By the time Dr Pittman had finished the interview he was uncertain what to think. He
got up wearily and made for the door.

‘You’ve forgotten your hat, doctor,’ said Wilt holding it out to him. ‘Pardon my
asking but do you have them specially made for you?’

‘Well?’ said Inspector Flint when Dr Pittman came into his office. ‘What’s the
verdict?’

‘Verdict?
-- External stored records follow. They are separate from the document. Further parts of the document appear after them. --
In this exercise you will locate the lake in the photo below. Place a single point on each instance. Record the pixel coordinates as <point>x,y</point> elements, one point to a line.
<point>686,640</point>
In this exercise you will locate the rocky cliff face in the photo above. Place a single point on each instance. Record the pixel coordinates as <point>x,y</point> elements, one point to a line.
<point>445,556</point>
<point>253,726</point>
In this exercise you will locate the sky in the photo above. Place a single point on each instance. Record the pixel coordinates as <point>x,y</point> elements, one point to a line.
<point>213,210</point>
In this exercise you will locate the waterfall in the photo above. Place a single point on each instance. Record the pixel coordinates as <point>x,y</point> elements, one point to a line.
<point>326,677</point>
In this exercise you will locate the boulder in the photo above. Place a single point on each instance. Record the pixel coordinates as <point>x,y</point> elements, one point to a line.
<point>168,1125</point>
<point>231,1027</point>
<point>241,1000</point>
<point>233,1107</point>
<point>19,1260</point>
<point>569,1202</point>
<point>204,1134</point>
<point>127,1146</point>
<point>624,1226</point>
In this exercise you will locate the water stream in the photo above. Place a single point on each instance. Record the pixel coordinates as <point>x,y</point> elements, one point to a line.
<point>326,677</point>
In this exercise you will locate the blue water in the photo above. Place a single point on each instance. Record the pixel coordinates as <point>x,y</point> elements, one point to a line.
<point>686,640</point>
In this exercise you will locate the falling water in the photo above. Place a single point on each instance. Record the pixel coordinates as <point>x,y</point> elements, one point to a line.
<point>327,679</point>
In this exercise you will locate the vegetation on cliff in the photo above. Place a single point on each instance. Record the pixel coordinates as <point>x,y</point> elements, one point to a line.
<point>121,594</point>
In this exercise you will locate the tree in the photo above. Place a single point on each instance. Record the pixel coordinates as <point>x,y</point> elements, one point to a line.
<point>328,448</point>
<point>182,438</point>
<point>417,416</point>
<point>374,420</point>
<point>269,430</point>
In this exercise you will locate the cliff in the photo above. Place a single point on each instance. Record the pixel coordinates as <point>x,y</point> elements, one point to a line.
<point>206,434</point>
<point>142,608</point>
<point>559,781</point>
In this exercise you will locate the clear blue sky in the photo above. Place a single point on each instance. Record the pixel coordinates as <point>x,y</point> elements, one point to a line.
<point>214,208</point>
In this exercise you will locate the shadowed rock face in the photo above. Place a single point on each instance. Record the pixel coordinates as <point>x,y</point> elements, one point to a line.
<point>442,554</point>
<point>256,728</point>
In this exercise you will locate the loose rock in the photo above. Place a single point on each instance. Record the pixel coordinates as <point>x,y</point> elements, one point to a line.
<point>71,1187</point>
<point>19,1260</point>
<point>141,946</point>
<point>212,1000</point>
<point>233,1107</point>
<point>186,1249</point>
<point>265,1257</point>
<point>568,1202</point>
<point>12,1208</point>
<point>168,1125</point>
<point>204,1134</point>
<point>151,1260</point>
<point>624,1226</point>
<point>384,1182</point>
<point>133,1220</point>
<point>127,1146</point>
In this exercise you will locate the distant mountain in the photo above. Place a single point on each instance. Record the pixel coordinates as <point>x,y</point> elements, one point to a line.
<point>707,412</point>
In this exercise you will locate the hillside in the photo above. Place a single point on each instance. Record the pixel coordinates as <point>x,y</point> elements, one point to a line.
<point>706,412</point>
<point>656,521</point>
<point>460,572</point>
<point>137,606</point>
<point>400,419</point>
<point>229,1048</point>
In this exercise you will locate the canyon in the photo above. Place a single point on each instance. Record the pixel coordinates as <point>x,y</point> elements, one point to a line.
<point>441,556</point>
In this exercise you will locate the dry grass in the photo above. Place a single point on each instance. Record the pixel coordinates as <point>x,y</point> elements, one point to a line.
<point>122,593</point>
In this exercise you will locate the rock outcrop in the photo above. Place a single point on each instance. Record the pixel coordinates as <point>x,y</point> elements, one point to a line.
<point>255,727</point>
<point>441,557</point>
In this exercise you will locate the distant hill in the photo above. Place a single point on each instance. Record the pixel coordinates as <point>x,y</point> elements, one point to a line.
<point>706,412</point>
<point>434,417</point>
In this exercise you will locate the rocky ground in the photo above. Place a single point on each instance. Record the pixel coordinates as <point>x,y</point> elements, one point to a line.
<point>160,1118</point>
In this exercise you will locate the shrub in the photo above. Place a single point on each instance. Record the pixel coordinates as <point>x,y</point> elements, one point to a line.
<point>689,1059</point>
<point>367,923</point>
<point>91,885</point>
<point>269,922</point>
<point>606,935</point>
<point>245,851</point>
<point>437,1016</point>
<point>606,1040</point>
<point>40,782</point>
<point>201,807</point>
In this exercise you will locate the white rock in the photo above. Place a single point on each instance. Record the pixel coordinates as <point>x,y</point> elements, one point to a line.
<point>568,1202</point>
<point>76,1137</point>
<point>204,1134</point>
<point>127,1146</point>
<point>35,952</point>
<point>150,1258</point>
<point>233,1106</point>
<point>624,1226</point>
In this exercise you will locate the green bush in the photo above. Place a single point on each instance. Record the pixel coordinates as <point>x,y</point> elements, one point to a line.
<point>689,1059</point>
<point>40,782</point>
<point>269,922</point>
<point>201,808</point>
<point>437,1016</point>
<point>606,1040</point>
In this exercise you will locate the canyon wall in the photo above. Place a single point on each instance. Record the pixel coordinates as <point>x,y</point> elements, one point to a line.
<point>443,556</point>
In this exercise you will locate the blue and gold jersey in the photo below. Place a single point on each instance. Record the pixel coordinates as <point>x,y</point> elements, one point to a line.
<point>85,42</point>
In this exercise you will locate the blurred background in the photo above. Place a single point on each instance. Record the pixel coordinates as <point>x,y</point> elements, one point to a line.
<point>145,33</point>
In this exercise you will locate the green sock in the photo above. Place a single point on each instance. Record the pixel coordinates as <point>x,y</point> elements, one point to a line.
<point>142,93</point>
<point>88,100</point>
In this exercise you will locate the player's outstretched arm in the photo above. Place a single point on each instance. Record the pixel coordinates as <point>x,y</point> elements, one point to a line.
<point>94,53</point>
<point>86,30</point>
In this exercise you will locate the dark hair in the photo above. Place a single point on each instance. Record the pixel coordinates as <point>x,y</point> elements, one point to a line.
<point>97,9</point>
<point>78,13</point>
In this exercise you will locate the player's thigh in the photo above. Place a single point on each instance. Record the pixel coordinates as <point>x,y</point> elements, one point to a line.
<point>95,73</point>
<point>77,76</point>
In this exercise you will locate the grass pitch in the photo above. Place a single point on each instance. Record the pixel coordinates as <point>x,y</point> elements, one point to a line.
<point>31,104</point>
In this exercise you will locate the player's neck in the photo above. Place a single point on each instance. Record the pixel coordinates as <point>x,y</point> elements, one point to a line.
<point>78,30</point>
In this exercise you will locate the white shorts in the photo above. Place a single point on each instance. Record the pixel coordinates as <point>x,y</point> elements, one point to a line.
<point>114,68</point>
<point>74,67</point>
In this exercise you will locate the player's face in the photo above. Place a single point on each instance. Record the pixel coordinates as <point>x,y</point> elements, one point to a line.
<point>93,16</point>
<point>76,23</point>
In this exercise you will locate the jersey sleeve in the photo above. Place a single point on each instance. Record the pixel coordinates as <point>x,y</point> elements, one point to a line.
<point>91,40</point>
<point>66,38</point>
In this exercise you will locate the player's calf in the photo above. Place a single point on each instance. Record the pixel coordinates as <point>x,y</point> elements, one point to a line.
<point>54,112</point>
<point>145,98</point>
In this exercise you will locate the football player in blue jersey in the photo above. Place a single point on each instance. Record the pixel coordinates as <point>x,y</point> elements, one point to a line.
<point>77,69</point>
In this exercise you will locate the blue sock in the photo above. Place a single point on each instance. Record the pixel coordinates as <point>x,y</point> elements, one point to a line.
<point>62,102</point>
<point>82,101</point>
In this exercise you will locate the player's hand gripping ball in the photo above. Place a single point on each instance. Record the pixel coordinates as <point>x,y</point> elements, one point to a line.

That man should be put away for life.’

‘You mean he’s a homicidal maniac?’

‘I mean, that no matter how he killed her Mrs Wilt must have been thankful to go. Twelve
years married to that man…Good God, it doesn’t bear thinking about.’

‘Well, that doesn’t get us much forrader,’ said the Inspector, when the psychiatrist
had left having expressed the opinion that while Wilt had the mind of an intellectual
jackrabbit he couldn’t in all honesty say that he was criminally insane. ‘We’ll just have
to see what turns up tomorrow.’

Chapter 15

What turned up on Friday was seen not only by Inspector Flint, Sergeant Yates, twelve
other policemen, Barney and half a dozen construction workers, but several hundred
Tech students standing on the steps of the Science block, most of the staff and by all eight
members of the CNAA visitation committee who had a particularly good view from the
windows of the mock hotel lounge used by the Catering Department to train waiters and to
entertain distinguished guests. Dr Mayfield did his best to distract their
attention.

‘We have structured the foundation course to maximize student interest,’ he told
Professor Baxendale, who headed the committee, but the professor was not to be
diverted. His interest was maximized by what was being unstructured from the
foundations of the new Admin block.

‘How absolutely appalling.’ he muttered as Judy protruded from the hole. Contrary to
Wilt’s hopes and expectations she had not burst. The liquid concrete had sealed her in too
well for that and if in life she had resembled in many particulars a real live woman, in
death she had all the attributes of a real dead one. As the corpse of a murdered woman she
was entirely convincing. Her wig was matted and secured to her head at an awful angle
by the concrete. Her clothes clung to her and cement to them while her legs had evidently
been contorted to the point of mutilation and her outstretched arm had, as Barney had
foretold, a desperate appeal about it that was most affecting. It also made it
exceedingly difficult to extricate her from the hole. The legs didn’t help, added to
which the concrete had given her a substance and stature approximate to that of Eva
Wilt.

‘I suppose that’s what they mean by rigor mortice.’ said Dr Board, as Dr Mayfield
desperately tried to steer the conversation back to the joint Honours degree.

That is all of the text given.